Auswärtiges Amt hat geschrieben:Katar
Stand 24.04.2024
Letzte Änderungen:
- Reiseinfos (Infrastruktur/Verkehr)
- Einreise und Zoll (Visum)
- Gesundheit (Neue Struktur)
Reiseinfos
Infrastruktur/Verkehr
Der eingestellte direkte Flug- und Schifffahrtsverkehr zwischen Katar und den umliegenden Staaten Saudi-Arabien, Bahrain, Vereinigte Arabische Emirate und Ägypten wurde sukzessiv wiederaufgenommen. Der Übergang an der Landgrenze nach Saudi-Arabien in Abu Samra ist geöffnet.
Der Tourismus der Hauptstadt Doha ist gut entwickelt. Der internationale Flughafen (Hamad International Airport) ist modern. Es gibt eine ausreichende Zahl internationaler Hotels unterschiedlicher Standards und Preisklassen. Außerhalb von Doha ist das Angebot geringer.
Reisen innerhalb Katars unterliegen keinen besonderen Beschränkungen.
Transportmittel sind in erster Linie Taxis, Uber, Limousinen-Service oder Mietwagen. Die Metro verkehrt in hoher Taktung auf drei Linien und bindet u.a. den Flughafen an die Innenstadt an, regelmäßig verkehrende Zubringerbusse erweitern das Netz des öffentlichen Nahverkehrs.
Der Straßenverkehr ist bei guten Straßenverhältnissen geprägt von hohen Geschwindigkeiten, vielfach riskantem Fahrverhalten und vielen Unfällen. Bei Unfällen ist das Verlassen des Unfallortes verboten, bis die Polizei eintrifft und dies gestattet. Unfallfahrzeuge sollten bei Fahrtüchtigkeit von der Fahrbahn entfernt werden, um den Verkehr nicht weiter zu behindern. Zur Regulierung des Schadens ist stets ein Polizeibericht erforderlich.
Fahrten in die Wüste sowie in die schwer zugänglichen Gebiete insbesondere im Norden und Westen Katars bergen für Touristen erhebliche Gefahren, insbesondere durch schwer befahrbares Gelände und den Mehrverbrauch von Treibstoff und Wasser.
Telefonieren während der Fahrt, Alkohol am Steuer und auch beleidigende Gesten werden mit zum Teil hohen Geldstrafen geahndet.
- Sofern Sie von Doha über Drittstaaten nach Saudi-Arabien, Bahrain, Ägypten oder in die Vereinigten Arabischen Emirate reisen wollen, erkundigen Sie sich vorab über die aktuellen Einreisebestimmungen dieser Länder. Dies gilt insbesondere bei in Doha ansässigen Personen mit katarischer Aufenthaltsgenehmigung (Residence Permit).
- Fahren Sie vorsichtig und defensiv und vermeiden Sie auch das Gestikulieren.
- Bleiben Sie im Fall eines Unfalls beim Fahrzeug.
- Unternehmen Sie Fahrten in die Wüste nur mit geländegängigen allradbetriebenen Fahrzeugen und möglichst im Konvoi bzw. mit Hilfe eines Reiseveranstalters.
- Nehmen Sie bei Wüstentouren stets ausreichend Benzin- und Wasservorräte sowie ein Mobiltelefon mit.
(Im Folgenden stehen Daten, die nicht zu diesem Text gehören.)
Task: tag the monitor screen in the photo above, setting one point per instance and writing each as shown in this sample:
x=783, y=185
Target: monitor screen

- Hinterlassen Sie Informationen über Ihre Route und geplante Rückkehr beim Hotel oder Gastgeber.
Einreise und Zoll
Visum
Siehe auch Einreise und Zoll - Obligatorische Krankenversicherung
Deutsche Staatsangehörige mit regulärem Reisepass können entweder ein „Visum-Waiver“ oder ein Visum bei Einreise beantragen. Inhaber von vorläufigen Pässen müssen ein Visum vor der Einreise bei der zuständigen Auslandsvertretung von Katar beantragen.
Visum-Waiver bei Einreise
Mit einem regulären Reisepass kann ein Visum-Waiver mit einer Gültigkeit von 180 Tagen bei Einreise beantragt werden. Dieses berechtigt zur mehrfachen Einreise und einen Aufenthalt von maximal 90 Tagen im Gültigkeitszeitraum.
Der Visum-Waiver wird bei Vorlage geeigneter Nachweise für den Grund der Reise, die Unterkunft sowie den geplanten Rück- oder Weiterflug gebührenfrei erteilt.
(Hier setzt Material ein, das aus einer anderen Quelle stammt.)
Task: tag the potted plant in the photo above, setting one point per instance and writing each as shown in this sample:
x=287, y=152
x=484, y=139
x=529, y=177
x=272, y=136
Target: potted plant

Diese Regelung gilt für touristische und Besuchsreisen sowie für Geschäftsreisen und für alle Grenzstellen und den Flughafen Doha, aber nicht für Inhaber vorläufiger Reisepässe (siehe unten).
Visum bei Einreise („on arrival“) für Katar und Oman
Deutsche Staatsangehörige können mit einem regulären Reisepass gegen eine Gebühr von 100 QAR bei Einreise am Flughafen Doha auch ein gemeinsames Visum – bezeichnet als „Tourist Joint Visa for Qatar and Oman“ – für touristische Reisen in Katar und Oman beantragen.
Das Visum berechtigt zu mehrfacher Ein- und Ausreise und zu je 30 Tagen Aufenthalt in Katar und Oman.
Visum vor Einreise
Inhaber vorläufiger Reisepässe müssen vorab ein Visum bei der zuständigen Auslandsvertretung Katars beantragen. Eine Erteilung am Flughafen ist nicht möglich. Der Antrag sollte bei der Botschaft des Staates Katar in Berlin mindestens vier Wochen vor Abreise gestellt werden. Der vorläufige Reisepass muss noch mindestens sechs Monate gültig sein.
Einreisekontrolle und Einreiseverweigerungen
In Einzelfällen wurde deutschen Staatsbürgern mit Migrationshintergrund, in der Regel aus dem arabischen Raum, ohne Angabe von Gründen die Einreise nach Katar verweigert.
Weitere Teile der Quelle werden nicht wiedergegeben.